For those investors who are convinced that big bank stocks are still a good buy in the post Dodd-Frank regulatory world, it's nevertheless important to hedge a little in case the thesis doesn't hold.
David Einhorn recently said on CNBC "We don't hedge anything, if you need to reduce your exposure to something the best way to hedge it is to sell something." I'm going on the assumption that if you are still a buy and hold investor, it's neccesary to weather some of the downturns with a hedge rather than sell out and start the clock over on your long-term gain.
My idea is that if you are long in the big banks, a nice play would be to short a small percentage - 10-20%, based on how much protection you want - with the ETF UYG. This is a 2X long Proshares Financial ETF. The beauty of it is they seek daily investment results, before fees and expenses, that correspond to twice (200%) the daily performance of the Dow Jones U.S. Financials Index. Since they are seeking to obtain daily results, there is a rebalancing cost nightly to go along with these fees and expenses.
To show the long-term issues that come with a leveraged ETF, I have compared it to the 2X Short Financial ETF SKF over the past two years using a Yahoo Finance chart. As they are seeking the exact opposite goals, it would seem likely that they are mirror images of each other.
This, in fact, is the case; unfortunately, as you can see, they are mirroring each other in negative territory. If you had chosen to buy SKF as a hedge, the value would have mostly eroded away at this point. However, even after experiencing a once in a lifetime rally after hitting the bottom last year, UYG is still down over the past two years.
This strategy works much better if you are long a group of bank stocks. If you are just longC, BAC, JPM, or GS, for example, there will be instances where that individual company may take a hit while the whole industry is experiencing a nice rally. This could result in your long position declining as well as your hedge turning against you.

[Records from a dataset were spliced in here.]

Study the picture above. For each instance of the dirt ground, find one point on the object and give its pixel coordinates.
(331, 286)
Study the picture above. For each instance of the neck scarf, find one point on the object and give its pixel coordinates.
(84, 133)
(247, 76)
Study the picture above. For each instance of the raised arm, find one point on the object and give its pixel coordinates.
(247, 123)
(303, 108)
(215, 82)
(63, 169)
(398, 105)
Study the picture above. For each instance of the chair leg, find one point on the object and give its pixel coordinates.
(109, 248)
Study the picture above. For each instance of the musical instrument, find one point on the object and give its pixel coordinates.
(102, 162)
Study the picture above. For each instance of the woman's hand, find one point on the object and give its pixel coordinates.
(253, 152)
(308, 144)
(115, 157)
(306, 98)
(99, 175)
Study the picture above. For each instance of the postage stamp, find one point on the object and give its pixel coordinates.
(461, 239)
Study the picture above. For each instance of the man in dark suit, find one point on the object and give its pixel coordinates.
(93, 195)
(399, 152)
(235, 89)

Below is a table showing an equal portfolio of financial stocks performance during the down period of 4/1 - 7/1 of this year, with and without a 20% short hedge using UYG.
The other thing I like about this hedge is that since it is leveraged, you can get more bang for your buck on the short. A much lower percentage can be shorted to get that offsetting position, which will be enhanced by the rebalancing slippage and fees to manage the fund. The money taken in by the short can also be invested somewhere safely to compound as well, while waiting to close out the position.
Disclosure: I have no positions in any stocks mentioned, and no plans to initiate any positions within the next 72 hours.